As amicus curiae, the Attorney General, in his brief, cites Doherty v. Stoner, 83 U.S. App. D.C. 365, 169 F. *19 2d 965, a District of Columbia case in which the question arose as to computation of executor's commissions with regard to a decedent's bank account. At decedent's death, the account consisted of $44,000, but thirteen days later a $25,000 note of decedent held by the bank matured, against which account the note was charged. Refusing to apply the "paying and receiving" test under a statute providing for computation of an executor's commission as a percentage of the inventory, the court held commissions were to be calculated on the basis of $44,000 rather than $19,000.
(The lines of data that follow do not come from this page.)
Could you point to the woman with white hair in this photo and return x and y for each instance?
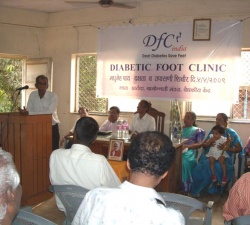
(10, 189)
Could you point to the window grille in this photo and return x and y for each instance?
(241, 110)
(87, 73)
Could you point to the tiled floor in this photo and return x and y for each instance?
(49, 210)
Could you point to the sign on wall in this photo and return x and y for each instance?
(162, 61)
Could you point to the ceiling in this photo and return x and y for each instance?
(58, 5)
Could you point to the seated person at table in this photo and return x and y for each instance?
(111, 122)
(79, 165)
(82, 113)
(215, 153)
(10, 189)
(238, 202)
(142, 121)
(116, 151)
(135, 201)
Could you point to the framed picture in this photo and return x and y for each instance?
(116, 148)
(201, 29)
So also, where a decedent's personal property had been made the subject of a bill of sale, intended to operate as a chattel mortgage, this court has held that the inventory should include the full value of the chattels, not merely decedent's equity. State, use of Horsey v. Md. Cas. Co., 164 Md. 69, 75, 163 A. 856. While this case did not deal with the immediate question of executor's commissions or the tax due thereon, it sheds light on our problem for it illustrates the theory uniformly followed in this State in determining the "estate" of a decedent.
We conclude that the tax was correctly computed in the original account.
It remains but to notice the way in which the question has been raised in this case. The petition for leave to revise the administration account and to retrieve a portion of the tax paid on the executor's commissions was filed ex parte, although the matter is one of direct concern to the State Treasury. The Attorney General, representing the State's interest, entered the case only as amicus curiae. While we have passed over this circumstance because counsel who argued the matter have requested us to do so, we nevertheless do not wish to give approval to this procedure and it should not be regarded as a precedent to be followed.
Order affirmed, with costs to amicus curiae.